Clear grouping also helps retail buyers compare formats, package sizes, or product variations without moving between separate labels and samples.
Display Element | What Buyers Need to See | Display Focus |
|---|---|---|
Product name | What the product is | Keep it easy to spot |
Primary use | How or where it is used | Use one short message |
Package front | Brand and product format | Do not cover the main label |
Innovation claim | Why the change matters | Keep it brief and verifiable |
Photo or sample | What the product looks like | Place it beside the matching label |

A shelf layout keeping package fronts, labels, samples, and product images visually connected.
Give Fresh and Floral Products Enough Visual Space
Fresh and floral products need space around them. Use height carefully, keep nearby labels visible, and group each product with its image or package so buyers can understand the display at a glance.
Support Sustainability and Innovation Claims With Clear Proof
Claims about reduced packaging, new materials, longer shelf life, or technology features need something buyers can verify. Use one image, label, data point, or product detail to support the main claim without filling the shelf with extra copy.
When several ideas share the same display, clear booth graphics and package presentation can separate the main claim from the supporting information.

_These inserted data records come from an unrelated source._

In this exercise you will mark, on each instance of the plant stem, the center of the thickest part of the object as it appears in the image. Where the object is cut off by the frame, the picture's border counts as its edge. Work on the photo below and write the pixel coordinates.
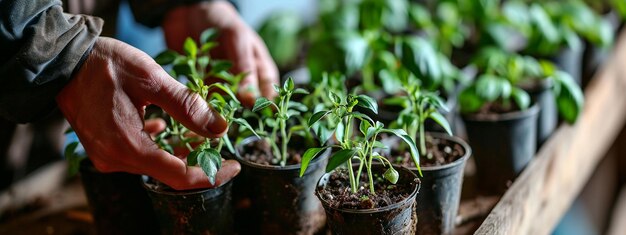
(422, 137)
(220, 143)
(370, 156)
(283, 129)
(283, 132)
(346, 141)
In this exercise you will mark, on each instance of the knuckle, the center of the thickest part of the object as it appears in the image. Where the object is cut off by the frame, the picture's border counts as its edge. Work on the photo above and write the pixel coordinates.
(103, 166)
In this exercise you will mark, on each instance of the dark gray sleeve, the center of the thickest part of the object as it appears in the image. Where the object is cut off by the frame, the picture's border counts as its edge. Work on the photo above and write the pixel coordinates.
(40, 48)
(151, 12)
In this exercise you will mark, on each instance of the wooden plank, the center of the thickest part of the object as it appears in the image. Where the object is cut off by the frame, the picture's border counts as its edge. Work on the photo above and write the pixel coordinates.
(617, 226)
(544, 191)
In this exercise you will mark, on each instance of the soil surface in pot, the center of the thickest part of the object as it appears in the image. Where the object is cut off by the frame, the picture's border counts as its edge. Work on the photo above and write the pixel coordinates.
(491, 110)
(438, 152)
(337, 192)
(260, 152)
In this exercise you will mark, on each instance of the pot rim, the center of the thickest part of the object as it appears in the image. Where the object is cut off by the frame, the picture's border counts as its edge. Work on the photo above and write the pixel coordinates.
(251, 139)
(520, 114)
(461, 160)
(144, 183)
(410, 199)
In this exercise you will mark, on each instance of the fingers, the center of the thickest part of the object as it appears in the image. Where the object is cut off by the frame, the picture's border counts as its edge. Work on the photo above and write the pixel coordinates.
(154, 126)
(187, 107)
(266, 70)
(175, 173)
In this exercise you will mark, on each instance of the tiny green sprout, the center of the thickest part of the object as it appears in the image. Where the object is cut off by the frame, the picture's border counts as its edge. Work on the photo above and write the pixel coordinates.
(286, 109)
(419, 106)
(359, 145)
(195, 66)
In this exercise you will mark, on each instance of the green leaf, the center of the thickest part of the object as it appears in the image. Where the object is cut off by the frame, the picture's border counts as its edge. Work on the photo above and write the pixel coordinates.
(521, 98)
(544, 24)
(210, 161)
(317, 116)
(570, 99)
(487, 87)
(362, 117)
(364, 126)
(339, 131)
(242, 122)
(300, 91)
(225, 90)
(339, 158)
(420, 57)
(208, 46)
(192, 157)
(334, 97)
(441, 120)
(166, 57)
(288, 85)
(368, 103)
(391, 175)
(409, 141)
(260, 104)
(207, 35)
(220, 65)
(297, 106)
(190, 48)
(308, 156)
(229, 144)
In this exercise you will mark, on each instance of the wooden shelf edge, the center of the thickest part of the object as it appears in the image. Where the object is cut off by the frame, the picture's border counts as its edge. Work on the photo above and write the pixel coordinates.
(544, 191)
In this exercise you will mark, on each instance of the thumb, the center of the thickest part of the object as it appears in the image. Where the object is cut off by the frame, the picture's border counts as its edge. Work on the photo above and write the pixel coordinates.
(187, 107)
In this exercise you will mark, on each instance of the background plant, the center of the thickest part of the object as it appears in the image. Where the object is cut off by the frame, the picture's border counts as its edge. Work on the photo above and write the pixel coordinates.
(194, 67)
(359, 146)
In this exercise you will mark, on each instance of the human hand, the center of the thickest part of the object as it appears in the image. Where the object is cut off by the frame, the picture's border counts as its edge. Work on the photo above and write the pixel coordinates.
(105, 104)
(237, 43)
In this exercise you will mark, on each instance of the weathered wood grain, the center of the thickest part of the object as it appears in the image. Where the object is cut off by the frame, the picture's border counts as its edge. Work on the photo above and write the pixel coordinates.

How the Showcase Supports the Main Exhibit Booth
The Fresh Ideas display only needs to make the product easy to recognize and worth a closer look. Keep the product name, package, image, and main claim consistent with the exhibitor’s full booth so buyers can connect the two without another explanation.
The main booth can then take over with samples, applications, technical questions, and follow-up conversations. The showcase starts the product story; the booth gives buyers room to continue it.

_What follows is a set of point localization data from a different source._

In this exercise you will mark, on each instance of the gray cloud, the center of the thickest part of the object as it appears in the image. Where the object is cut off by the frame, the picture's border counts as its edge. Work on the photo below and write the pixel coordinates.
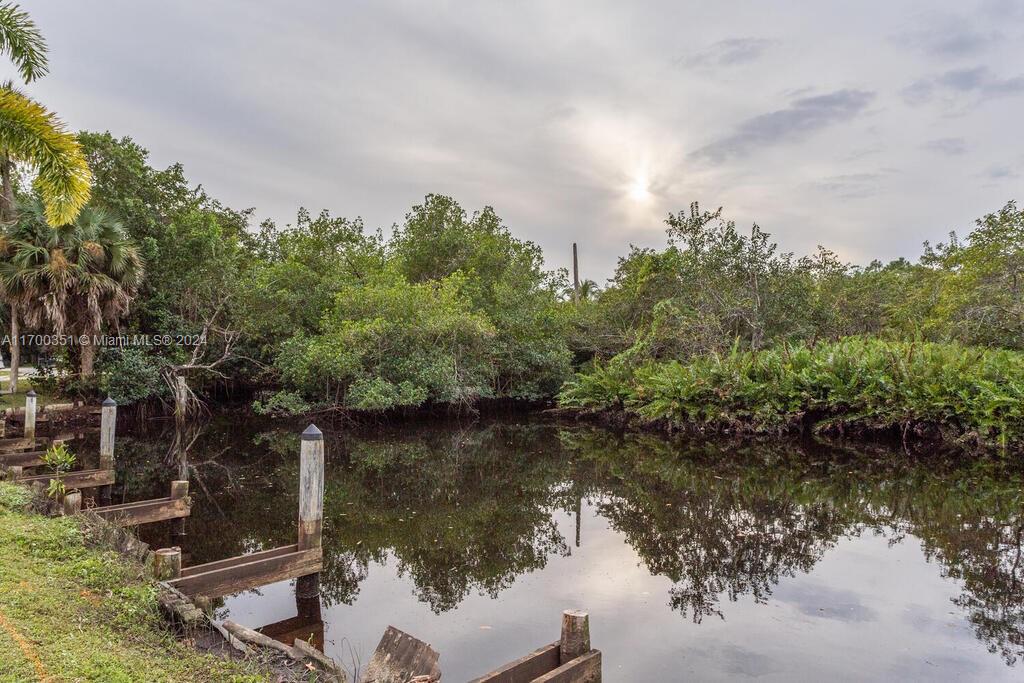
(851, 185)
(1000, 172)
(729, 52)
(951, 146)
(798, 121)
(551, 112)
(946, 36)
(976, 81)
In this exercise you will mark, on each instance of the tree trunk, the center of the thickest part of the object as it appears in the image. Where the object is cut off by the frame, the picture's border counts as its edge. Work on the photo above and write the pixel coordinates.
(7, 208)
(87, 359)
(15, 350)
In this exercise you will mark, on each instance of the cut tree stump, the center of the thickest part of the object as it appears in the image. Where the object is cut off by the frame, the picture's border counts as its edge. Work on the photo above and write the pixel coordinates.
(400, 657)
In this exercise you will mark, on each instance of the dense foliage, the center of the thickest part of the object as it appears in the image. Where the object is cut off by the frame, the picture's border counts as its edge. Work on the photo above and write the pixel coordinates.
(450, 308)
(967, 394)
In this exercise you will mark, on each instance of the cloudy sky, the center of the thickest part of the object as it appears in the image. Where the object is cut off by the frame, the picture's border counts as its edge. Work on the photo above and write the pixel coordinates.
(865, 126)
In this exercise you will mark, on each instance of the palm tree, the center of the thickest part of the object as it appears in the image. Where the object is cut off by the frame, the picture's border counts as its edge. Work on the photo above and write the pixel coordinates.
(75, 278)
(31, 134)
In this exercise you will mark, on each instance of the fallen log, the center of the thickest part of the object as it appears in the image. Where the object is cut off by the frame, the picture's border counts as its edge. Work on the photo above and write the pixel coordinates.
(400, 657)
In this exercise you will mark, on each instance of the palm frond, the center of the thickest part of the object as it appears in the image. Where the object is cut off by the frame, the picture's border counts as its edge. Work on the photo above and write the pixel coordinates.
(20, 40)
(36, 136)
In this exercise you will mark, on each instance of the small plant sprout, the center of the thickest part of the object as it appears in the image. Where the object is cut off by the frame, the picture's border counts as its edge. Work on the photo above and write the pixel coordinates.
(59, 461)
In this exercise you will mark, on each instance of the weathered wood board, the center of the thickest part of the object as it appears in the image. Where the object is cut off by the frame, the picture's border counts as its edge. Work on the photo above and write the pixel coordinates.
(144, 512)
(585, 669)
(240, 573)
(22, 459)
(524, 669)
(400, 657)
(78, 479)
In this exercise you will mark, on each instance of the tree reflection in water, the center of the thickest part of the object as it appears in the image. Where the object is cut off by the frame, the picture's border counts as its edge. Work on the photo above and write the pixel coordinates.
(470, 509)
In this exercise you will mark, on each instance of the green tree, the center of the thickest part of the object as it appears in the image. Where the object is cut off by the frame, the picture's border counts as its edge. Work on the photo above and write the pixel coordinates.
(32, 135)
(76, 278)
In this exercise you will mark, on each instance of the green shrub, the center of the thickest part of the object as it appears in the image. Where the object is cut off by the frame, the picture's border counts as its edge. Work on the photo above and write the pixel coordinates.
(130, 375)
(970, 394)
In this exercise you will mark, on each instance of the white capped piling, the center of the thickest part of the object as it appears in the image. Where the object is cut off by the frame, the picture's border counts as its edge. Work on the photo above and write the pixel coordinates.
(310, 507)
(179, 489)
(30, 414)
(310, 488)
(167, 563)
(108, 427)
(576, 635)
(72, 503)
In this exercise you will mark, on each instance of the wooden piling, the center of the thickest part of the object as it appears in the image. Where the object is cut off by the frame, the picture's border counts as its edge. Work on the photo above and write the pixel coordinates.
(576, 275)
(167, 563)
(73, 503)
(108, 427)
(310, 505)
(310, 488)
(576, 635)
(30, 414)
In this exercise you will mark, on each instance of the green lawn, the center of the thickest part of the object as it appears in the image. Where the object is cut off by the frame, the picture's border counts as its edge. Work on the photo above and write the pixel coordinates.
(73, 613)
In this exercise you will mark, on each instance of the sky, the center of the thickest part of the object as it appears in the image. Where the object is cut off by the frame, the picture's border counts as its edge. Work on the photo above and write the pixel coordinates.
(867, 127)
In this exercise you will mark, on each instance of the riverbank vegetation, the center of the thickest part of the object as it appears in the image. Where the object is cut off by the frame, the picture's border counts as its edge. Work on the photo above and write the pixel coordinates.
(969, 395)
(450, 309)
(70, 612)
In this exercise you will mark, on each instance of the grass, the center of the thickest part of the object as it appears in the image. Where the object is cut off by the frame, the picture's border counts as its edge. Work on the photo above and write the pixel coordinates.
(17, 399)
(969, 395)
(69, 612)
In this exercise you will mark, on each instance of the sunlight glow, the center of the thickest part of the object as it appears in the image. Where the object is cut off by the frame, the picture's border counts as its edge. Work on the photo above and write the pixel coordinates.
(639, 188)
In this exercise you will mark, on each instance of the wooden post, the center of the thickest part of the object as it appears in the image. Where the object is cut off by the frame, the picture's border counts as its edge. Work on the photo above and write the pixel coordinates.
(108, 427)
(73, 503)
(310, 488)
(310, 505)
(576, 275)
(30, 414)
(167, 563)
(179, 489)
(576, 635)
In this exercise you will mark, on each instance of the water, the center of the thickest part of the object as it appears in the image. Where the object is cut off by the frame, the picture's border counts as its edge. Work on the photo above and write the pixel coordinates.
(695, 560)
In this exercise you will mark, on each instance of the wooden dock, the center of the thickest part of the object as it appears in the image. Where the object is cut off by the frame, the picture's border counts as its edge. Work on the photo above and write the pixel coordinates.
(175, 506)
(569, 659)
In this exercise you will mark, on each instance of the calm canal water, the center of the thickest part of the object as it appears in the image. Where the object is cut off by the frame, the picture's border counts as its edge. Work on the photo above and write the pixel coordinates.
(696, 561)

Showcase Planning Note: Use the showcase to introduce the product clearly, not to squeeze the full booth presentation into a small display.

The showcase introduces the product, while the main booth supports samples, applications, questions, and follow-up conversations.
Common Fresh Ideas Display Mistakes
A Fresh Ideas display can become difficult to read when too many elements compete for the same small space.
The product name is easy to miss.
Samples or display cards cover part of the package front.
Several claims compete instead of supporting one main message.
The sample, image, and label do not feel connected.
The wording or visuals differ from the main booth.
FAQ
What should a Fresh Ideas Showcase display communicate first?
The product name, main use, and strongest point of difference should be clear before buyers read any supporting detail.
How much product information should be included?
Keep only what supports the first product message: the main use, the strongest point of difference, and one image, sample, or proof point.
How should packaging and labels be arranged?
Keep the package front open and place the label, sample, or image beside the product it describes. Related items can share one area, but each one still needs enough space to read clearly.